SC bench comprising Justice L Nageswara Rao and Justice Hemant Gupta has directed that irrespective of the pendency of any other case, the court must decide on the plea filed by Tamil Nadu government and others.
“All the contention raised in petitions (before it) should be decided by the High Court,” stated the bench.
The bench said that the pendency of the Saloni Kumari case seeking grant of 27 percent OBC quota in terms of a Central act can not act as a hindrance for the Madras High Court to decide on the implementation of 50 percent OBC quota as per the state law and asked to decide the matter on merits.
The state government has earlier moved the top court on July 2 seeking directions to the High Court to decide expeditiously on the various petitions filed against centre’s order for not granting the 50 percent quota to OBCs in medical seats surrendered by state in graduation, post-graduation, and dental courses in 2020-2021.
After the Madras High Court June 22 order keeping in abeyance the state government’s plea in context to the implementation of 50 percent reservation for the OBC candidates in the medical admissions, the Tamil Nadu government has approached apex court.

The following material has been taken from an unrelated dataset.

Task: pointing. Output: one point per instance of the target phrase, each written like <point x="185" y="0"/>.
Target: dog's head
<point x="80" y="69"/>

The plea filed by state government stated, “The allocation of medical seats for the academic year 2020-2021 is already underway, and on June 16, 2020, the results for the second round of the counselling were announced. The candidates are in the process of reporting to the allotted Institute/College.”
The state government contended that if the writ petition was not allowed, hundreds of deserving candidates will be denied seats in the medical admissions. Thereby reinforcing their social and educational disadvantage and further perpetrating mass inequality in the State of Tamil Nadu.
The top court was earlier approached by the Tamil Nadu government in context to the same grievance last month which directed the respondent to approach the Madras High Court.
After taking note of the lack of appreciation by the High Court in connection to the urgency of the matter, the state govt had moved Supreme Court and stated in its petition, “High Court has erroneously acceded to representations made by the respondents and unjustifiably kept in the Petitioner’s writ petition in abeyance till this Court issues orders in an ostensibly identical matter.”